Она улыбается, показав ряд белоснежных зубов, словно подковку из слоновой кости, и снова отворачивается, упершись в бедро рукой.
Я сердито подхожу к ней и дергаю ее за голубенький фартучек а-ля Гретхен, который надет у нее поверх платья.
— А это разве твое? Не понимаешь ты — ведь сразу видно, что это краденое? А этот красный зонтик?
Она держит в руках зонтик вишневого шелка и жеманно вертит им, как опереточная кокетка.
— Да ведь дождик, — отвечает она, изгибая свой тонкий стан так, что весь лиф ее лезет набок.
— Раз дождь, так воровать нужно, да? — И коротко: — Я тебя велю расстрелять.
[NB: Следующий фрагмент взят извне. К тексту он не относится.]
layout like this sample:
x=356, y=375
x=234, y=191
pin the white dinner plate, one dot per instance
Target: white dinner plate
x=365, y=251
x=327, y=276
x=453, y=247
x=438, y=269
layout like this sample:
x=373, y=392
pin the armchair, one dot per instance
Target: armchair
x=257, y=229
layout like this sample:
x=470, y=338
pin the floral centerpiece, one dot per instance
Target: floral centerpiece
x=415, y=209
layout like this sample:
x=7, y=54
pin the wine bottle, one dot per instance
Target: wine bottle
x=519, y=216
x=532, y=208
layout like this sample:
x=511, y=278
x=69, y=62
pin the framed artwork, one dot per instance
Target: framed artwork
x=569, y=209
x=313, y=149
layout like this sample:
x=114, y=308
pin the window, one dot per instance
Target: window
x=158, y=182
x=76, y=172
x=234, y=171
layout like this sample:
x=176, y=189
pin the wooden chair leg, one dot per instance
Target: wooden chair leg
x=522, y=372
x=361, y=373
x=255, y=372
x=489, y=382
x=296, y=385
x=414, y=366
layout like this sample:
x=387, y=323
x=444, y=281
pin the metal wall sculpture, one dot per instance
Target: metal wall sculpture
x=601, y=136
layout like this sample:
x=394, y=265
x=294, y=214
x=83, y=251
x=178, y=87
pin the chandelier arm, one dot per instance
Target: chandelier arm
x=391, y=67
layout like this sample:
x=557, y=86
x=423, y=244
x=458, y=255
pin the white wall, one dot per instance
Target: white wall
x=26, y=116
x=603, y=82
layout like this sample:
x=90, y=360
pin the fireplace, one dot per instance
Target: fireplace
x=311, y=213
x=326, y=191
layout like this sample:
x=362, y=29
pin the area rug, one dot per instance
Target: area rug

Своей смуглой, обнаженной до колена ногой — маленькой, хоть на витрину выставляй — она водит по грязи, оставляя в ней змеиные следы, и отвечает, ни на кого не глядя:
— За что меня расстреливать? Я злюсь:
— За то, что ты крадешь... Понимаешь? Крадешь... потому, что ты воровка.
Цыганята все еще стоят на коленях, молитвенно сложив ручонки, как их, вероятно, научили, а остальные цыгане глядят, трясясь от страха.
— Где ты живешь? — Я устремляю на нее пристальный взгляд.
Она неопределенно машет рукой и вызывающие улыбается алыми губами, манящими, как красное вино.
— Пойдем туда, к ней.
Мы идем, сопровождаемые всей оравой, к обветшалым кособоким лачугам, крикливо окрашенным в красный, голубой и ярко-желтый цвет.
Солдаты обыскивают жилье, и я уж и сам не знаю, нашли ли они «вещественные доказательства».
Я нервничаю, во мне нарастает раздражение.
— Хватит. Завтра мы вернемся и снова сделаем обыск. Учтите — у вас будет время вернуть украденное. А эту, — я презрительно показываю на девушку, — мы уведем с собой. Ее вина доказана.
Все старухи начинают вопить, чтоб мы отпустили девушку. Испуганные глаза, восковые лица, тянущиеся к нам черные руки... Оставьте ее... она не воровала... Хватают меня за френч: не воровала она.
— На суде видно будет.
Мы отправляемся обратно, она идет под конвоем двух солдат. Вечереет, поднимается легкий туман, становится прохладно, даже мрачно... Она идет босиком, оставляя следы в грязи, и по-прежнему крутит свой красный зонтик. Когда она изгибается, переходя через канавку, ее маленькие груди, стиснутые узким фартуком, похожи на сжатые кулаки в перчатках.